引継ぎの目的は、担当者が不在でも作業を続けること。私がいなくても機能するよう教えた。ノルの質問は正しい。
『作業はできます』
「じゃあ、やめる」
『分灯式の担当を?』
「ミナのいない分灯式を直す見習い」
『それでは朝の器が発効します』
「ミナが残るならやる」
『契約は成功後に不発効です』
「成功したあとも残るって言って」
発効しなければ残る可能性は高い。けれど声と右手、影請けは戻らないかもしれない。修繕隊の身分も治療次第。麦環市へ帰れるか、母と弟を探すか、予定は未定。
『努力します』
「言って」
『確約できません』
「来年、工具を返すって」
第23話で、ノルは予定帳にそう書いた。
『契約不発効かつ生存時』
「条件つけないで!」
工具箱が床へ落ちた。
蓋は閉じている。ノルは壊さない力で落とした。それでも金属音が病室へ響く。
レオンが動く。ノルを止めるのではなく、扉を閉める。廊下の患者へ音が届かないように。
ティアさんは薬瓶を置く。ロウさんは異議申立ての筆を止める。セラさんだけが記録を続ける。

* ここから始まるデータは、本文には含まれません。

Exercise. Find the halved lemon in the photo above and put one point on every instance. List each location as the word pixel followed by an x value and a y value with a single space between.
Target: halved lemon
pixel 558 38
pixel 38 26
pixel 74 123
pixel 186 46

「ミナが僕を助けたから、僕は工具を使う。教えてくれたから、鐘を直せる。でも、それでミナがいなくなっていい理由にならない」
ノルは一息で言った。
「助けられた僕に、ミナが死んだあと役に立てって言わないで」
『死後とは』
「同じ」
修正を拒否された。
「形見はいらない。技術も、赤い糸も、予定帳も、パンも。ミナがいないなら全部いらない」
全部不要。
贈り物の渡し方を間違えたのではない。残すこと自体が迷惑になる。
私がいなくなったあと、工具を見るたびノルは今日を思い出す。予定帳を開くたびレオンは空欄を見る。ティアさんは酵母で患者食を作れない。セラさんは記録を読むたび、言葉を奪ったか考える。親方は焦げたパンを焼き続ける。
なら、何も残さなければよい。
工具は工房の共有備品。予定帳は燃やす。鞄も、札も、個人記録も。記憶までは処分できないけれど、新しい仕事で上書きできる。
胸の奥が静かになった。
『分かりました』
書く。
ノルは顔を上げる。
『形見として残しません』
「違う」
『個人所有物を再配分しません』
「違う!」
また工具箱が鳴る。今度は蹴らず、両手で持ち上げた。
「残ってって言ってる!」
言葉の意味は分かる。
使い方が分からない。
母の手紙と同じだ。役に立たなくていいから帰って。残って。どちらも、条件がない。
条件のない依頼は、いつまで、何を、どの品質で達成すればよいのか決められない。
『分灯式を完成させます』
「それから?」
『契約を不発効にします』
「それから!」
何度も同じ空欄を指される。
私は予定帳を開いた。今日、治療。十五分何もしない。明日の欄は白い。
『明日決めます』
昨日レオンに通った答えを使う。
「明日になったら、また明日って言う」
ノルは工具箱を抱え、扉へ向かう。
「見習い辞める。ミナが残るまで、教わらない」
『分灯式は』
「修繕隊の仕事だからやる。ミナの形見としてはやらない」
扉を開ける。
赤い糸の細工工具だけ、床へ残っている。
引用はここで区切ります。